I know most of the attention that’s gone the Big Ten’s way over its new divisional realignment has come in the form of mockery over abandoning Delany’s stupid “Legends” and “Leaders” nomenclature, but the real story for me as how that league has managed in a fairly short period to blow up some of its traditional rivalries, while preserving others. It’s a real case study.
To catch you up, the Big Ten announced it’s going to a nine-game conference schedule in a couple of years. In the meantime, the new conference schedule calls for two cross-divisional games, both of which will be scheduled on a rotating basis. When the league goes to nine games in 2016, the cross-division schedule will increase to three, but all the games will continue to be scheduled on rotation, except for one rivalry game, between Indiana and Purdue, that will be protected.
The conference managed to protect some longstanding rivalries on an annual basis, like Wisconsin/Minnesota and Michigan/Ohio State, by putting those schools in the same division – so much for trying to grease the skids for that special matchup in the conference championship – but the oldest trophy rivalry is gone, and so are a few others. (But, hey, welcome back one!)

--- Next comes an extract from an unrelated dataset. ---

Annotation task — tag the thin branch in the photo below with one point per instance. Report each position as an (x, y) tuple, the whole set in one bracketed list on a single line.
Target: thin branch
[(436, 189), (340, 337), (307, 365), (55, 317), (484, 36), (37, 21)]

I’m not saying there are any big lessons to be learned here. There’s no way to please everyone as you go from a round-robin arrangement to a cross-divisional one. And Delany has chosen the particularly messy course of division re-jiggering with this last round, as opposed to what the SEC did. But it could have been worse.
Which has me wondering – could the SEC do something similar that would work?
You’d have to put the two Mississippi schools in the same division, maybe along with Arkansas, TAMU and Missouri, none of which have any historical rivalries with SEC teams, but do at least have geographic cohesiveness and some historical common ties. The reason you’d have to do that on one side is because you’d have to put Alabama in the same division with its two oldest rivals, Auburn and Tennessee, which in turn would require Georgia’s presence for Auburn and then Florida would have to be a part of it for the Cocktail Party. Vanderbilt would go along with Tennessee and that puts you at six teams.
That leaves Kentucky, LSU and South Carolina left to sort out in the mix. I’ll leave you to take that where each needs to go, but the bottom line is that by moving the two Alabama schools eastwards, the conference could save a bunch of rivalry games and still get the benefit of rotating the cross-divisional ones. It sure makes staying with an eight-game conference schedule more palatable.